Ja,hier wird Komödie gespielt!und ja,richtig gut!!!ind im Gegensatz zu Eidinger's Verballhornung von Romeo und Julia,wird hier sehr wohl der Autor und der Kern des Stücked ernst genommen und gekonnt und in sehr eigener Handschrift rausgeschält.Wie gesagt:ein mehr als gelungener Auftakt und von ihnen,liebe Frau Peters, (...) in geradezu beschämender Weise irgendwie nicht verstanden!
Aber, man muss das auch nicht mögen. Doch etwas mehr Respekt wäre zu wünschen und den Rezensenten etwas mehr Tiefe. Ich möchte endlich einmal eine Rezension lesen, die um Aufklärung bemüht ist, die Hintergrundwissen und Deutungen vermittelt.

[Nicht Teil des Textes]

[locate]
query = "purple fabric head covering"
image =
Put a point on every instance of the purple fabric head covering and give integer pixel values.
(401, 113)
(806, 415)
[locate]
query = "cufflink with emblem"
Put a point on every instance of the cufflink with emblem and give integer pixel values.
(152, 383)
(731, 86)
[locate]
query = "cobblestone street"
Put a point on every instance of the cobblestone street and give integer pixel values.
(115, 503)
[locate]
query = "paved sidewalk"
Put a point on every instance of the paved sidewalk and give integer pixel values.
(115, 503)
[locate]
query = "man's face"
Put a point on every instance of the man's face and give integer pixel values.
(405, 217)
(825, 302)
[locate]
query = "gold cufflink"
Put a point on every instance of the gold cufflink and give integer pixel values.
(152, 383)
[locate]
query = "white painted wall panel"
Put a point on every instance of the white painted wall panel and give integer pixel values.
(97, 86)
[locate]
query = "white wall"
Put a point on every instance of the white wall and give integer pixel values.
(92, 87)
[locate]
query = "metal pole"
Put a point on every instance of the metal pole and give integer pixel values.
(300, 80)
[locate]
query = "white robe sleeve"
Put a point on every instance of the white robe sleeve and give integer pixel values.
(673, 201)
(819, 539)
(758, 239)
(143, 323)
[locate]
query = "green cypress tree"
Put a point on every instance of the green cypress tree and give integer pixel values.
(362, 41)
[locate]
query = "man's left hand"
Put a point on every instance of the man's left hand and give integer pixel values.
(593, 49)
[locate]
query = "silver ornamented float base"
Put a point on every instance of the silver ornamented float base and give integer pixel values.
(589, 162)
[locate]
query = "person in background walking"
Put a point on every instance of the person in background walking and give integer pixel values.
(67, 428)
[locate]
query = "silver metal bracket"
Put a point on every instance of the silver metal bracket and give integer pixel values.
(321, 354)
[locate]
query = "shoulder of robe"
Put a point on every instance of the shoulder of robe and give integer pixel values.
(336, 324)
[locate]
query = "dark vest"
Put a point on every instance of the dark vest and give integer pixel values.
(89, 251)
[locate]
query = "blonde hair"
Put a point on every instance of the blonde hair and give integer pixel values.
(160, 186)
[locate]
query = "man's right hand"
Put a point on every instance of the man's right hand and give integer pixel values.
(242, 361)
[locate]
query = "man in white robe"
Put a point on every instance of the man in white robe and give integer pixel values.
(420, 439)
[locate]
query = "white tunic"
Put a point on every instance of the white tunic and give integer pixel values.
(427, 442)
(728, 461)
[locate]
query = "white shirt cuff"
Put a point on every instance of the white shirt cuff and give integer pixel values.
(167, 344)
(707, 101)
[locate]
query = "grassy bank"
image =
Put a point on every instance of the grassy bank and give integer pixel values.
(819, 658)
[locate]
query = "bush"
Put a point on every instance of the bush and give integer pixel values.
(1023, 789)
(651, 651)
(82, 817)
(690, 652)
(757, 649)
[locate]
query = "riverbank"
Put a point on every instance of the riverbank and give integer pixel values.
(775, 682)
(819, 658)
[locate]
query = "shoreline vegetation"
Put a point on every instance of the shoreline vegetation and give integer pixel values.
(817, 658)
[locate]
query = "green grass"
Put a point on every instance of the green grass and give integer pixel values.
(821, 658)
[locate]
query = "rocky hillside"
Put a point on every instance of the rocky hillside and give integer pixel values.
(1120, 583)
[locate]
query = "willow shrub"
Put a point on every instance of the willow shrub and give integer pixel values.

Frau Peter ist weit davon entfernt.
Ein Tip an die Nachtkritik, vielleicht lassen Sie den Rezensenten etwas mehr Zeit, um gut und richtig zu recherchieren.
Fazit für mich, ein gelungener Abend, an dem mich die Schauspieler überzeugten und vor allem die Gesamtdramaturgie, denn die war stimmig. Eine wunderbare Revue. Und die wird der Shakespearekomödie gerecht. Lassen wir das einfach zu. Wer mehr Tiefe erwartet, erlebte sie einen Abend später am BE. Da passiert nun wirklich nicht viel, aber Richard II war sehenswert.
Also, liebes Publikum, sei gelassen, genieße die Angebote und achtet mir die Schauspieler. Wer von einer Karaokeshow spricht, liegt daneben.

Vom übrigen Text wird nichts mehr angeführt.